Return to sender. European energy ministers, meeting in Brussels on Thursday 24 November for an emergency meeting, asked the European Commission to review its copy. According to many of them, in fact, with the proposal for a regulation put on the table by the institution with a view to capping gas prices, the European Union (EU) was going straight into the wall.
not far enough
The Commission had nevertheless put its heart into the work. Just before the emergency meeting of the “Energy Council”, on Tuesday November 22, it had unveiled a mechanism aimed at capping for one year the prices of monthly contracts on the reference gas market “TTF” (for “Title transfer facility”) ) – as soon as they exceed €275/MWh for two consecutive weeks.
But this double conditionality did not convince the Member States. “A significant number of countries, including France, said this proposal did not go far enough to protect businesses and industries”traces a source in the office of the French Minister for Energy Transition, Agnès Pannier-Runacher.
Other measures postponed
Result: to show their dissatisfaction, the States preferred to postpone the adoption of other measures put on the table by the European Commission to deal with soaring energy prices. However, this emergency meeting had indeed been convened by the Czech Presidency of the Council of the EU (in charge until the end of the year) to reach an agreement. The text provided for group purchases of gas (in which consortia of companies can voluntarily participate), a solidarity mechanism for countries threatened with shortages, and another proposal simplifying authorizations for renewable energy infrastructures.
European Commissioner for Energy Kadri Simson admitted that this “Energy Council was not easy”. Against the wall, the European Commission will have to present, very probably next week, a new proposal – “more realistic” as several sources say – to cap gas prices, before a new meeting of the “Energy Council” scheduled, probably, for Tuesday 13 December.
“At this level, it’s not a ceiling! Gas prices are threatening households and businesses, we have wasted too much time without results”, annoyed the Greek Minister Kostas Skrekas. His Polish counterpart Anna Moskwa denounced a “joke” from the Commission, while calling for a new proposal “in the next few days”.

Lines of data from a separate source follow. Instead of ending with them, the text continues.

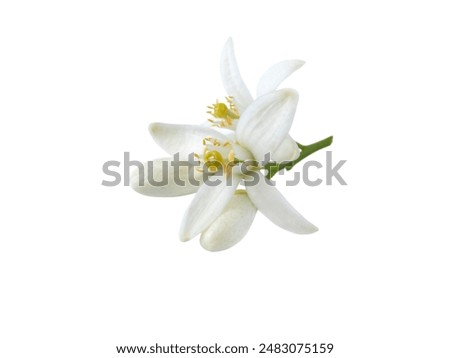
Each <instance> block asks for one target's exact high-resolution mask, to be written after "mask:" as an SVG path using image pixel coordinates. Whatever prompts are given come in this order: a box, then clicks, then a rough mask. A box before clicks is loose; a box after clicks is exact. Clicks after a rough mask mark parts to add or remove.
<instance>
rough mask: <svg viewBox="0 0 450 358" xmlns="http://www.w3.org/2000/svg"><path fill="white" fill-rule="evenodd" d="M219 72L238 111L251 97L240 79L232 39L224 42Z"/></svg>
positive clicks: (220, 60)
mask: <svg viewBox="0 0 450 358" xmlns="http://www.w3.org/2000/svg"><path fill="white" fill-rule="evenodd" d="M220 74H221V76H222V83H223V87H224V88H225V91H226V92H227V94H228V95H229V96H232V97H233V98H234V103H235V105H236V107H237V109H238V110H239V112H240V113H243V112H244V110H245V109H246V108H247V107H248V106H249V105H250V103H252V101H253V98H252V95H251V94H250V91H249V90H248V88H247V86H246V85H245V83H244V81H243V80H242V77H241V74H240V72H239V67H238V65H237V62H236V57H235V56H234V47H233V40H232V39H231V38H229V39H228V41H227V42H226V44H225V46H224V48H223V51H222V57H221V59H220Z"/></svg>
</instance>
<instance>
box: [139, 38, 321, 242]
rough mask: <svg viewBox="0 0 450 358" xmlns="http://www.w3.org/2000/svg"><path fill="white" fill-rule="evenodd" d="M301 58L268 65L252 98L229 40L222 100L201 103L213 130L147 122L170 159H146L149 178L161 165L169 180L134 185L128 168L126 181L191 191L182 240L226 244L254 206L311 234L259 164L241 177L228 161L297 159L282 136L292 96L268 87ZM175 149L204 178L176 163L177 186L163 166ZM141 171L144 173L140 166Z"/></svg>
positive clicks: (202, 128) (221, 71)
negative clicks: (269, 65)
mask: <svg viewBox="0 0 450 358" xmlns="http://www.w3.org/2000/svg"><path fill="white" fill-rule="evenodd" d="M303 63H304V62H303V61H299V60H290V61H283V62H280V63H278V64H276V65H274V66H272V67H271V68H269V70H267V71H266V73H265V74H264V75H263V76H262V77H261V79H260V81H259V84H258V86H257V91H256V99H255V100H254V99H253V97H252V96H251V94H250V92H249V90H248V88H247V87H246V85H245V83H244V82H243V80H242V78H241V76H240V73H239V69H238V66H237V63H236V59H235V56H234V50H233V43H232V40H231V39H229V40H228V41H227V43H226V45H225V47H224V50H223V53H222V57H221V75H222V80H223V84H224V87H225V89H226V91H227V93H228V95H229V96H230V97H228V98H227V103H216V104H214V105H212V106H210V107H209V108H210V110H211V111H210V112H209V113H211V115H213V117H214V118H212V119H210V122H212V123H213V125H214V126H216V127H219V129H218V130H215V129H214V128H212V127H210V126H204V125H173V124H164V123H153V124H151V125H150V128H149V129H150V133H151V135H152V137H153V138H154V140H155V141H156V143H157V144H158V145H159V146H161V147H162V148H163V149H164V150H165V151H166V152H167V153H169V154H170V155H171V156H172V157H171V158H162V159H157V160H155V161H153V168H152V174H153V178H154V179H155V180H160V179H161V178H162V176H163V172H164V168H168V170H167V169H166V172H167V174H168V179H169V181H168V184H167V185H165V186H155V185H151V184H150V183H149V182H148V181H147V180H144V183H143V185H140V184H142V183H140V179H142V178H140V177H139V172H138V171H136V172H135V173H134V174H133V176H132V179H131V180H132V183H131V184H132V187H133V189H134V190H136V191H137V192H139V193H142V194H144V195H150V196H179V195H186V194H191V193H194V192H196V191H197V190H198V191H197V194H196V195H195V197H194V199H193V201H192V202H191V204H190V206H189V208H188V210H187V212H186V214H185V216H184V218H183V222H182V225H181V229H180V239H181V240H182V241H187V240H190V239H192V238H194V237H195V236H197V235H200V234H201V237H200V242H201V245H202V246H203V247H204V248H205V249H207V250H210V251H219V250H224V249H227V248H229V247H231V246H233V245H235V244H236V243H237V242H239V241H240V240H241V239H242V238H243V237H244V236H245V235H246V233H247V232H248V230H249V228H250V226H251V224H252V222H253V219H254V217H255V214H256V212H257V210H259V211H261V212H262V213H263V214H264V215H265V216H266V217H267V218H269V219H270V220H271V221H272V222H273V223H275V224H276V225H278V226H280V227H282V228H283V229H286V230H288V231H291V232H294V233H297V234H309V233H312V232H315V231H317V228H316V227H315V226H314V225H312V224H311V223H310V222H308V221H307V220H306V219H305V218H304V217H303V216H302V215H300V214H299V213H298V212H297V211H296V210H295V209H294V208H293V207H292V206H291V205H290V204H289V203H288V202H287V201H286V199H285V198H284V197H283V196H282V194H281V193H280V192H279V191H278V190H277V189H276V188H275V186H274V185H273V183H272V182H269V181H268V180H266V179H265V177H264V174H263V173H262V172H261V170H260V169H262V168H261V167H259V166H255V167H252V172H251V173H252V175H249V173H248V172H247V173H245V172H243V171H242V170H241V168H240V166H238V165H236V163H237V162H243V161H248V160H252V161H255V160H256V161H257V162H261V161H263V160H264V159H265V155H266V154H267V153H270V155H271V158H272V159H273V160H275V161H283V160H287V161H290V160H293V159H296V158H297V157H298V155H299V149H298V146H297V143H296V142H295V141H294V140H293V139H292V138H291V137H290V136H289V129H290V127H291V125H292V121H293V119H294V115H295V111H296V106H297V103H298V94H297V92H296V91H295V90H292V89H282V90H276V88H277V87H278V86H279V84H280V83H281V82H282V81H283V80H284V79H285V78H286V77H288V76H289V75H290V74H291V73H292V72H294V71H295V70H297V69H298V68H300V67H301V66H302V65H303ZM222 129H224V130H222ZM177 153H178V154H179V156H180V158H181V159H186V158H188V156H189V154H191V153H195V157H196V158H197V159H198V160H199V161H200V163H201V165H202V166H203V168H205V169H206V173H205V175H203V174H204V173H203V172H202V171H201V170H199V168H196V169H194V168H192V167H191V168H189V169H188V168H187V167H181V168H180V169H181V170H180V171H179V173H178V174H177V178H178V179H181V181H184V182H185V185H184V186H180V185H179V184H177V183H176V181H177V180H176V179H175V172H174V169H173V167H172V166H171V165H170V164H169V161H171V160H172V159H173V156H174V155H175V154H177ZM220 169H224V170H220ZM144 174H145V176H144V178H147V174H148V173H147V168H146V170H145V173H144ZM206 174H208V175H206ZM211 174H213V175H211ZM189 175H190V176H191V177H194V178H195V179H196V180H198V181H199V183H201V182H203V180H204V179H205V178H208V181H211V182H214V183H215V184H216V185H211V183H203V184H201V185H200V186H198V185H196V184H192V183H190V182H189V181H188V177H189ZM255 179H258V180H257V181H255ZM239 184H244V185H245V187H246V190H241V189H237V188H238V185H239Z"/></svg>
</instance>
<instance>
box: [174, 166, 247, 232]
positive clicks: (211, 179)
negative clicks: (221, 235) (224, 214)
mask: <svg viewBox="0 0 450 358" xmlns="http://www.w3.org/2000/svg"><path fill="white" fill-rule="evenodd" d="M239 181H240V176H238V175H237V174H234V173H233V174H232V175H229V176H227V177H225V176H223V175H215V176H213V177H210V178H209V181H206V182H205V183H204V184H203V185H202V186H201V187H200V189H199V190H198V192H197V194H196V195H195V197H194V199H193V200H192V202H191V205H190V206H189V208H188V210H187V211H186V213H185V215H184V218H183V222H182V224H181V229H180V239H181V241H187V240H190V239H192V238H193V237H195V236H197V235H198V234H200V233H201V232H202V231H203V230H205V229H206V228H207V227H208V226H209V225H211V223H212V222H213V221H214V220H215V219H217V217H218V216H219V215H220V214H221V213H222V212H223V210H224V209H225V207H226V206H227V205H228V203H229V201H230V200H231V197H232V196H233V193H234V191H235V189H236V187H237V186H238V184H239ZM211 183H214V185H212V184H211Z"/></svg>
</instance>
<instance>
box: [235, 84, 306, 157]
mask: <svg viewBox="0 0 450 358" xmlns="http://www.w3.org/2000/svg"><path fill="white" fill-rule="evenodd" d="M297 103H298V94H297V92H296V91H295V90H292V89H282V90H278V91H273V92H270V93H269V94H266V95H264V96H262V97H259V98H257V99H256V100H255V101H254V102H253V103H252V104H251V105H250V106H249V107H248V108H247V110H246V111H245V112H244V113H243V114H242V116H241V118H240V119H239V121H238V125H237V128H236V139H237V141H238V142H239V143H240V144H242V145H243V146H244V147H246V148H247V149H248V150H250V151H251V152H252V153H253V155H254V157H255V159H256V160H259V161H262V160H263V159H264V155H265V154H267V153H269V152H270V153H272V154H273V153H274V152H275V150H276V149H277V148H278V147H279V146H280V145H281V143H282V142H283V140H285V139H286V136H287V135H288V133H289V129H290V128H291V125H292V121H293V120H294V115H295V110H296V107H297Z"/></svg>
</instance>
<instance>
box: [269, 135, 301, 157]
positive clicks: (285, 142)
mask: <svg viewBox="0 0 450 358" xmlns="http://www.w3.org/2000/svg"><path fill="white" fill-rule="evenodd" d="M299 155H300V148H299V147H298V145H297V142H296V141H295V140H294V139H292V137H291V136H290V135H288V136H287V137H286V138H285V139H284V140H283V141H282V142H281V144H280V145H279V146H278V148H277V149H275V151H274V152H273V153H272V160H274V161H275V162H278V163H279V162H285V161H286V162H290V161H292V160H295V159H297V158H298V156H299Z"/></svg>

Risk of endangering the security of supply
“I think the expectations of ministers can be very different. My role is to take these points of view into account,” continued Estonian Commissioner Kadri Simson. “Security of supply is a major concern”. In the eyes of the European executive, a ceiling that is too low – below the 275 €/MWh mark – could be harmful for the EU economy, if the mechanism is activated and the transactions are effectively blocked. For the Commission, reducing the volatility of the European gas markets is yes, but there is no question of playing sorcerer’s apprentice and endangering the security of supply.
If these various files remain deadlocked, the 27 EU leaders, who will meet for a European Council in Brussels on December 15 and 16, could have to take over. But Prague does not want to come to that and hopes that the conditions for an agreement between ministers on the various texts on the table can be met before mid-December.